The Lunar Polar Exploration mission would demonstrate new surface exploration technologies related to vehicular transport and lunar night survival for sustainable lunar exploration in polar regions. For precision landing it would utilize a feature matching algorithm and navigational equipment derived from JAXA's Smart Lander for Investigating Moon (SLIM) mission. The lander's payload capacity would be 350 kg at minimum. The rover would carry multiple instruments by JAXA and ISRO including a drill to collect sub-surface samples from 1.5 m depth. Water prospecting and analysis are also likely to be mission objectives. The missions overall goal will be to study the lunar volatile materials, including lunar water, in the vicinity of a Permanently Shadowed Region at the lunar South pole.The mission is expected to last over 100 days at the moon.

The European Space Agency's Exospheric Mass Spectrometer L-band (EMS-L) of PROSPECT mission was originally planned to fly as a payload on the Russian Luna 27 mission, however EMS-L will now fly on this mission due to continued international collaboration being thrown into doubt by the 2022 Russian invasion of Ukraine and related sanctions on Russia. Payload proposals from other space agencies might be sought.

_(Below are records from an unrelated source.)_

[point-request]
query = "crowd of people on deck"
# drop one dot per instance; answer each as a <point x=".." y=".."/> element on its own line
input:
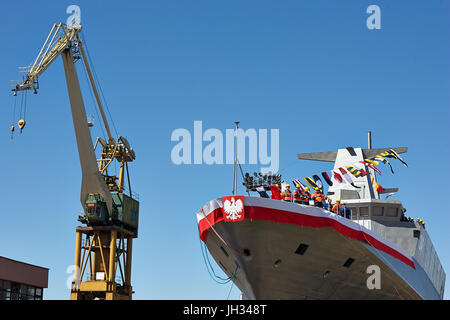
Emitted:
<point x="303" y="196"/>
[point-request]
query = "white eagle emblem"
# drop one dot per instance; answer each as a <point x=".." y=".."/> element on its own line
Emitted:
<point x="233" y="208"/>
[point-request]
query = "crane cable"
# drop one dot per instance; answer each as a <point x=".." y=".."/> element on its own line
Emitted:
<point x="214" y="276"/>
<point x="211" y="269"/>
<point x="14" y="116"/>
<point x="97" y="80"/>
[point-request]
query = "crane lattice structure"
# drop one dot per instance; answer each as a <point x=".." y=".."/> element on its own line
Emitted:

The lander has been fully re-engineered by ISRO, which required the development of a new engine. The same engine will be used by ISRO in the future for crewed lunar landing missions. The LUPEX mission will test this engine, developed by Liquid Propulsion Systems Centre (LPSC). The rover now weighs 350 kg, while the lander is heavier (in comparison to the original design). The rover is mounted externally as it is heavy and cannot be transported within the lander like in Chandrayaan-3. A sky crane like arrangement has now been designed to deploy it on the Moon's surface.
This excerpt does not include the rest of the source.